Sociopaths in office

Don't miss this excellent article to the effect that Spitzer's big crimes were professional and his personal failings merely an extension of his sociopathic behavior in office:

But Spitzer's professional life, rather than being better than his personal life, was worse. If in his personal life he paid money for attractive young women to create the illusion of his own supreme importance, in his professional life he achieved this illusion by abusing the power of the state, acting as a bully who threatened to "steamroller" over other people's lives and careers. (snip)

Eliot Spitzer is a timeless example of the basic conundrum of government: the fact that anyone who really wants to wield power is, by that very fact, the last person who should be allowed to do so.
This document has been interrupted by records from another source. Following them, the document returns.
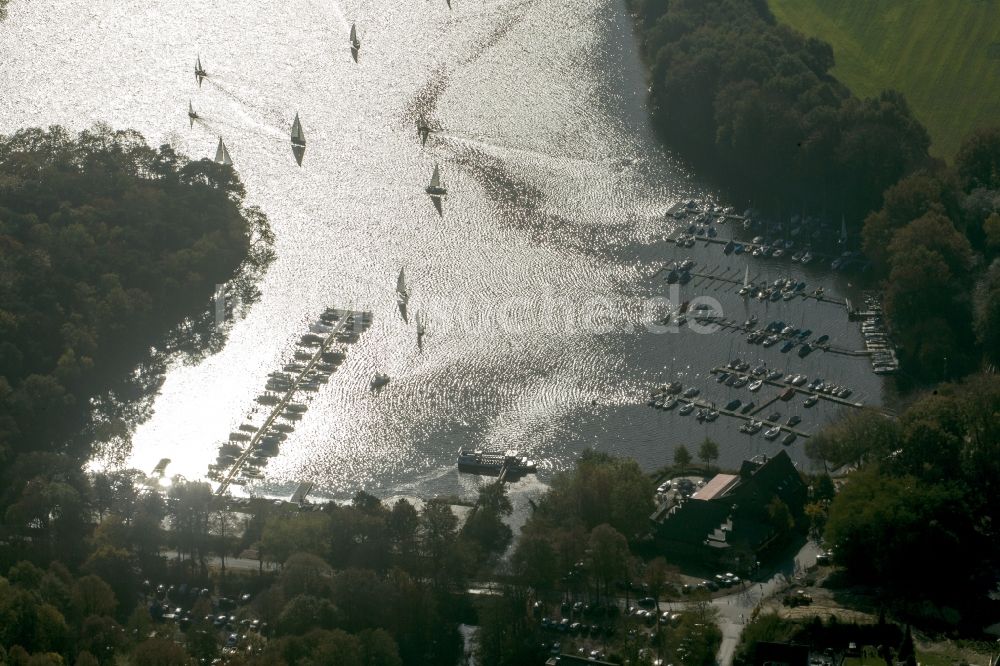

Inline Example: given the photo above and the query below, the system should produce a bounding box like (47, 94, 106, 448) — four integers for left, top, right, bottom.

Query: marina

(210, 308, 373, 495)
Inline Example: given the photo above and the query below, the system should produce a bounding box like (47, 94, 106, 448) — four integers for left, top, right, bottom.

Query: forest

(863, 127, 1000, 379)
(805, 373, 1000, 626)
(0, 125, 273, 465)
(629, 0, 933, 228)
(0, 463, 514, 665)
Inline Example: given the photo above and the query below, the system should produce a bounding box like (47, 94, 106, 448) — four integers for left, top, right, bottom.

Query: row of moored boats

(207, 309, 372, 485)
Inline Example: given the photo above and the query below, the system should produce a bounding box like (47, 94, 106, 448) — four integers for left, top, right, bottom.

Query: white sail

(350, 24, 359, 47)
(291, 113, 305, 144)
(743, 265, 750, 288)
(396, 267, 408, 302)
(215, 137, 232, 166)
(196, 55, 202, 71)
(429, 165, 440, 188)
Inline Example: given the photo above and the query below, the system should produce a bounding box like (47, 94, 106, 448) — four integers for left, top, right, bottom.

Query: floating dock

(214, 309, 371, 495)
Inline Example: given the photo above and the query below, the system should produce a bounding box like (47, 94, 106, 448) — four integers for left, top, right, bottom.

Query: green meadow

(768, 0, 1000, 159)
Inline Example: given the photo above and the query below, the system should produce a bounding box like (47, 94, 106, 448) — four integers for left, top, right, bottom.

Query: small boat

(416, 312, 427, 351)
(748, 379, 763, 392)
(741, 402, 755, 414)
(214, 136, 233, 166)
(350, 23, 361, 57)
(705, 410, 719, 422)
(665, 381, 683, 394)
(662, 396, 678, 410)
(371, 373, 390, 391)
(763, 427, 781, 441)
(781, 432, 797, 446)
(724, 240, 735, 254)
(716, 372, 730, 383)
(801, 252, 813, 264)
(417, 120, 432, 146)
(679, 402, 695, 415)
(286, 403, 308, 413)
(426, 164, 447, 214)
(779, 387, 795, 401)
(767, 411, 781, 422)
(780, 340, 795, 353)
(814, 334, 829, 345)
(188, 101, 198, 128)
(396, 267, 410, 323)
(797, 343, 813, 358)
(682, 387, 699, 398)
(786, 415, 801, 427)
(766, 370, 782, 381)
(804, 394, 819, 407)
(290, 112, 306, 147)
(194, 55, 207, 86)
(725, 399, 742, 411)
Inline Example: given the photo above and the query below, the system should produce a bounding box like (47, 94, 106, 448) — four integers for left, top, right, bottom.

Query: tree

(697, 438, 719, 470)
(358, 628, 402, 666)
(260, 512, 330, 566)
(587, 524, 629, 602)
(277, 595, 342, 636)
(674, 444, 692, 468)
(954, 126, 1000, 191)
(71, 575, 117, 620)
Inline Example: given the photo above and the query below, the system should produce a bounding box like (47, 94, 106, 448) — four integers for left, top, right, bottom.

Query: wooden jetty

(708, 367, 865, 409)
(650, 395, 812, 438)
(215, 309, 370, 495)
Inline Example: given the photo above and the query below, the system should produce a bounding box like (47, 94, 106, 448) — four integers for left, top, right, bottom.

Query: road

(711, 541, 821, 666)
(162, 551, 279, 573)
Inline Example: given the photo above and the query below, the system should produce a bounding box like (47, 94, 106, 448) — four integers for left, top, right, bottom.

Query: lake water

(0, 0, 886, 502)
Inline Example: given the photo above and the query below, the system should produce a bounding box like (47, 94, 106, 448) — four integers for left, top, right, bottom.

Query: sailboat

I call this the Washington Conundrum, named after George Washington--who is arguably the first man in history to demonstrate the solution: the only person who can safely be allowed to wield power is someone who seeks it out of dedication to the cause of liberty.

But take away the love of liberty--and the ideological framework of individual rights that supports it--and we return to the squalid pattern of most of human history: power not only corrupts, but attracts, rewards, and promotes the most corrupt types of human character.

Without the love of liberty and the principles of liberty, we don't get George Washingtons in public office. Instead, we get the Emperor's Club VIPs--self-aggrandizing thugs like Eliot Spitzer.